L’acier ne représente certes qu’une part minime des exportations européennes vers les Etats-Unis, mais les Vingt-Huit craignent que des mesures similaires visent ensuite les importations d’automobiles, ce qui toucherait au premier chef l’Allemagne. Une rude tâche attend donc au G7 Emmanuel Macron, leader de fait des Européens présents, alors que Theresa May est engluée dans le Brexit, que Giuseppe Conte est aussi inexpérimenté qu’illisible et qu’Angela Merkel est affaiblie. Si la chancelière allemande reste ferme dans ses propos, affirmant s’attendre « à de sérieuses controverses » et reconnaissant « nombre de différences » entre les Etats-Unis et leurs partenaires, certains craignent, à Paris comme à Bruxelles, que Berlin soit tenté de faire cavalier seul pour trouver un arrangement avec Washington.

« Palabres inefficaces »

L’accord de juillet 2015 sur le nucléaire iranien, dont Washington s’est retiré, sera l’autre grand sujet de confrontation à La Malbaie. Paris, ainsi que Londres et Berlin, estiment qu’il est impératif de maintenir ce texte, qui met sous contrôle international le programme nucléaire de Téhéran en échange d’une levée des sanctions. En même temps, ils reconnaissent la nécessité de le compléter sur le programme balistique de la République islamique, les dispositions pour l’après-2025 ou la politique régionale agressive de l’Iran.

L’urgence est d’éviter que les Iraniens se retirent aussi de l’accord, lui donnant le coup de grâce, ce qui arrivera immanquablement s’ils n’en dégagent aucun bénéfice. Or les sanctions américaines ciblent toutes les entreprises, y compris non américaines, continuant à travailler avec l’Iran.
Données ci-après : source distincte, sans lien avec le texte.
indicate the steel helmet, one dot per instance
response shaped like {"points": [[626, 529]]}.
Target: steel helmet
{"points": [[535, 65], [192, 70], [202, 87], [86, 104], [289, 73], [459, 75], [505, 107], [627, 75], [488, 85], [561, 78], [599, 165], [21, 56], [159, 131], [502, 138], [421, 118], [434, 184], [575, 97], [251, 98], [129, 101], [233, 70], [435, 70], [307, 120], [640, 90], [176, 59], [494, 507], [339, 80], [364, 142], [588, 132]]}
Malgré les plaidoyers des Européens, l’administration Trump n’est guère disposée à accorder de quelconques exemptions.

« Le défi est d’essayer de préserver une forme d’unité à l’intérieur du G7 et vis-à-vis de l’extérieur, mais il ne faut pas hésiter à exprimer de manière ferme et forte les intérêts de la France et de l’Europe », avertit l’Elysée. Au-delà même des points les plus litigieux, il sera difficile d’arriver à un consensus sur les thèmes officiels prévus par la présidence canadienne – croissance inclusive, avenir du travail et du commerce, paix et sécurité, égalité femmes-hommes, changement climatique et énergie propre.

Lors du précédent G7, les Etats-Unis avaient refusé de signer le texte final, alors que Donald Trump préparait son retrait de l’accord sur le climat, annoncé quelques jours plus tard. La semaine dernière à Paris, les Etats-Unis ont refusé de signer la déclaration finale de l’Organisation de coopération et de développement économiques (OCDE), rejetant le principe de négociations multilatérales dénoncées comme « des palabres interminables et inefficaces ». Le G7-finances des 1er et 2 juin n’a pas non plus permis de déboucher sur une déclaration commune.